Sometimes the results of HLS are seen feeding back into the algorithm. Klein said he recently worked on a voice recognition system in which the original TensorFlow algorithm, as defined by the data scientists, called for a feature map of spectral data in a 99 x 40 array of floating-point numbers. “That worked great when the algorithm was implemented in software. But in hardware the design was more efficient (and produced more accurate results) using an array that is 128 x 32 words of fixed-point numbers. This is a rather simple example, but it illustrates how details discovered during the implementation phase can get fed back to the algorithm developers, causing them to modify the algorithm to produce a better implementation in hardware.”
Improving algorithms
Improving algorithms isn’t usually equated with HLS, and the terminology can mean a number of different things. However, this is one of the next possible directions for this technology.
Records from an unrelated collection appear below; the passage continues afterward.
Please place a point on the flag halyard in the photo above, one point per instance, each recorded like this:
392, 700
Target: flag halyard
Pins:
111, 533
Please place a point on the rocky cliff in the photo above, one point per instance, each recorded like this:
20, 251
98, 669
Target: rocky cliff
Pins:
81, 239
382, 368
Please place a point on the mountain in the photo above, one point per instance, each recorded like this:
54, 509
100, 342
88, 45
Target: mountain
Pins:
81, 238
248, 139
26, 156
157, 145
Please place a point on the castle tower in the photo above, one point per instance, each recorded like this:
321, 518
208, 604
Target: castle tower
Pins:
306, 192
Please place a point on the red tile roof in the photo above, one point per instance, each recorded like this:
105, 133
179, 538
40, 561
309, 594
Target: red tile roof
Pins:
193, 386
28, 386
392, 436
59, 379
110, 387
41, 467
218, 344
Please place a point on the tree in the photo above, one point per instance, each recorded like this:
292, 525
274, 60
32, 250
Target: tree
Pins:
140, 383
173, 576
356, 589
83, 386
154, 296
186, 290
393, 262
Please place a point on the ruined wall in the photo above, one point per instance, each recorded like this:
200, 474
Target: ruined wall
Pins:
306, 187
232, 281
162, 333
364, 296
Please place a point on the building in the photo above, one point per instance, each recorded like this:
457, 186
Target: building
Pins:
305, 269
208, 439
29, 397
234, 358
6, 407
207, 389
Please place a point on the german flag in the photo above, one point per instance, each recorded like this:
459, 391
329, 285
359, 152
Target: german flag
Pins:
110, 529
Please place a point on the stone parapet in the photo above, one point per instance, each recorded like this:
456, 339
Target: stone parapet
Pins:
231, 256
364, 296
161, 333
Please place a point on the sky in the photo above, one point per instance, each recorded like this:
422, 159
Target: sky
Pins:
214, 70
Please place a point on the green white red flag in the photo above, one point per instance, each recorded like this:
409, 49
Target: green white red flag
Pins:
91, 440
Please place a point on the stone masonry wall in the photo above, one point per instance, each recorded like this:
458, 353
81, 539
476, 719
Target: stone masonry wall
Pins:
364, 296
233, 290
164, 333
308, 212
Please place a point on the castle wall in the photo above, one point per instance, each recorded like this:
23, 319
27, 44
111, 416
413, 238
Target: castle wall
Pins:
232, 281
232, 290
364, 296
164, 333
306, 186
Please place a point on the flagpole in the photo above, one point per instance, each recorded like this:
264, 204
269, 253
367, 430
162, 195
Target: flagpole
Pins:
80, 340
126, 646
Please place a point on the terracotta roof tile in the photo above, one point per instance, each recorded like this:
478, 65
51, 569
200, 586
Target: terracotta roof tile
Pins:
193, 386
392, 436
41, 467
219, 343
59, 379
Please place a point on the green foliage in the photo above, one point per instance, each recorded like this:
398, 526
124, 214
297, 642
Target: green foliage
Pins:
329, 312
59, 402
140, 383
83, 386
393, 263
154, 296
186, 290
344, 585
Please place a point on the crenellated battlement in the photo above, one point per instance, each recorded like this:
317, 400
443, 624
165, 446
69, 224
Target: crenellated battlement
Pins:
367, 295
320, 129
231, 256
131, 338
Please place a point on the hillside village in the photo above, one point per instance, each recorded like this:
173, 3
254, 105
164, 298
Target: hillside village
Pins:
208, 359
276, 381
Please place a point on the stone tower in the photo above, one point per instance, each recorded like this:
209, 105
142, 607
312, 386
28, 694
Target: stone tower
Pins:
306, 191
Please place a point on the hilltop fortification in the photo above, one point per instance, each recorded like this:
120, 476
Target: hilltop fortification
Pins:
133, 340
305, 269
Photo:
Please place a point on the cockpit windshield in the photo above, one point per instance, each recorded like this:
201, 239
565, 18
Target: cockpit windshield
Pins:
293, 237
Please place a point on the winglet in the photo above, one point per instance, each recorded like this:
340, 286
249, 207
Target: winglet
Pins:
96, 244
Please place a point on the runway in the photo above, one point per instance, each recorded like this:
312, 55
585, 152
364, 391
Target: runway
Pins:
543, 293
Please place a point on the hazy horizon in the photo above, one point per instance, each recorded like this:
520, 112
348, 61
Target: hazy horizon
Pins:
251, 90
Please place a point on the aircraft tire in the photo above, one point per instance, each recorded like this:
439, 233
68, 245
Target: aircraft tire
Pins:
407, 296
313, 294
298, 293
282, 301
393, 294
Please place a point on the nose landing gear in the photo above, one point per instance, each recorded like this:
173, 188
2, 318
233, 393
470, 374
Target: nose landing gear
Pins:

“At the most basic level from a technology point of view, you can have one algorithm, and with high-level synthesis you can very quickly get area, power, performance, congestion,” said Dave Pursley, product management director at Cadence. “You can get feedback even for that front-end designer by pushing it through the flow very quickly, and that can help make decisions about micro-architectural changes — how many states, how big the data path should be, etc. If you extend that out a bit, you also can do things that are more like algorithm exploration. That would be things at the most basic level in DSP, which is almost everything these days. Even something as simple as changing the bit width can have a very significant impact on the power, performance, area, and accuracy, or signal-to-noise ratio, or whatever the exact metrics are. That would be sort of the most basic version of algorithmic exploration.”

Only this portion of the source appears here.